A thousand years before the Wright brothers a Muslim poet, astronomer, musician and engineer named Abbas ibn Firnas made several attempts to construct a flying machine. In 852 he jumped from the 
minaret of the Grand Mosque in Cordoba using a loose cloak stiffened with wooden struts. He hoped to glide like a bird. He didn’t. But the cloak slowed his fall, creating what is thought to be the first parachute, and leaving him with only minor injuries. In 875, aged 70, having perfected a machine of silk and eagles’ feathers he tried again, jumping from a mountain. He flew to a significant height and stayed aloft for ten minutes but crashed on landing – concluding, correctly, that it was because he had not given his device a tail so it would stall on landing.
 
Baghdad international airport and a crater on the Moon are named after 
 him. 
 
 Today we can save our lives with th help of parachutes.This was the first flying thing ever.
 
 
 
 
 
08 Chess:
 
 A form of chess was played in ancient India but the game was developed into the form we know it today in Persia. From there it spread westward to Europe – where it was introduced by the Moors in Spain in the 10 th century – and eastward as far as Japan. The word rook comes from the Persian rukh, which means chariot.Chess was developed by a Muslim.
 09 Pin-Hole Camera: 
 
The ancient Greeks thought our eyes emitted rays, like a laser, which enabled us to see. The first person to realise that light enters the eye, rather than leaving it, was the 10th-century Muslim mathematician, astronomer and physicist Ibn al-Haitham.He invented the first pin-hole camera after noticing the way light came through a hole in window shutters. The smaller the hole, the better the picture, he worked out, and set up the first Camera Obscura (from the Arab word qamara for a dark or private room). He is also credited with being the first man to shift physics from a philosophical activity to an experimental one. 
 
 Best Digital Cameras Under $500
 This is a camera people are using today.Think of the person who invented the first camera.His intelligence was superb.
 
10 Coffee:


























The story goes that an Arab named Khalid was tending his goats in the Kaffa region of southern Ethiopia, when he noticed his animals became livelier after eating a certain berry.

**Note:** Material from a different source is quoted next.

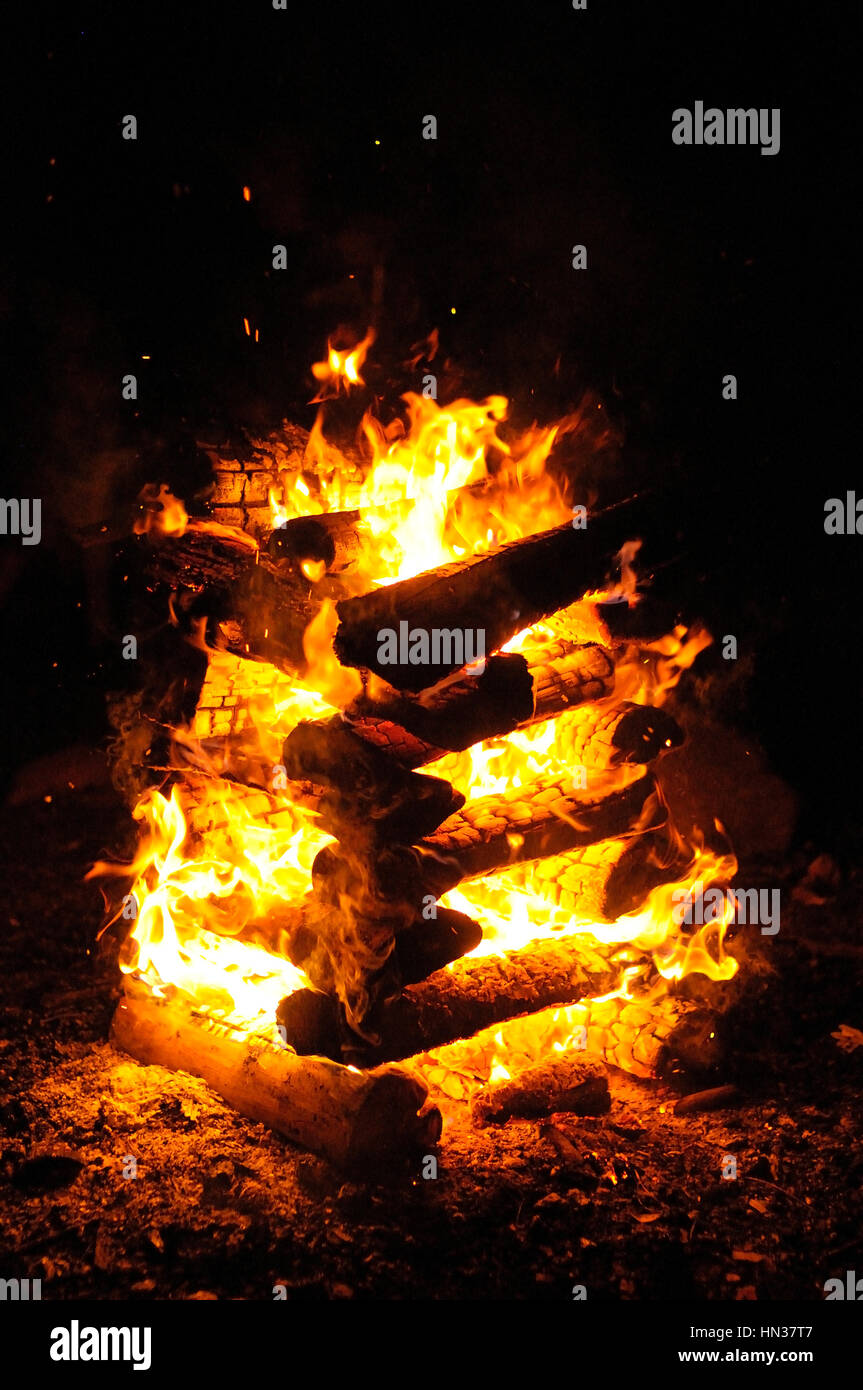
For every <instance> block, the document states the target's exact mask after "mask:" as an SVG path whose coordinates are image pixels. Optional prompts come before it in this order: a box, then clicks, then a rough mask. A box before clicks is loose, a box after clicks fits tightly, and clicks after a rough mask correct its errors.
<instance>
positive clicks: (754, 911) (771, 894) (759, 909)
mask: <svg viewBox="0 0 863 1390" xmlns="http://www.w3.org/2000/svg"><path fill="white" fill-rule="evenodd" d="M671 901H673V902H674V908H673V909H671V917H673V920H674V922H675V923H677V926H678V927H680V926H684V924H685V926H696V927H703V926H705V924H706V923H710V922H718V920H720V919H723V917H724V920H725V922H727V923H728V924H731V923H735V924H738V926H760V929H762V935H763V937H775V934H777V931H778V930H780V890H778V888H707V891H706V892H705V885H703V883H700V880H699V881H698V883H693V884H692V887H691V888H675V890H674V892H673V894H671ZM725 913H727V915H725Z"/></svg>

He boiled the berries to make the first coffee. Certainly the first record of the drink is of beans exported from Ethiopia to Yemen where Sufis drank it to stay awake all night to pray on special occasions. By the late 15th century it had arrived in Mecca and Turkey from where it made its way to Venice in 1645. It was brought to England in 1650 by a Turk named Pasqua Rosee who opened the first coffee house in Lombard Street in the City of London.
 
The Arabic qahwa became the Turkish kahve then the Italian caffé and then English coffee.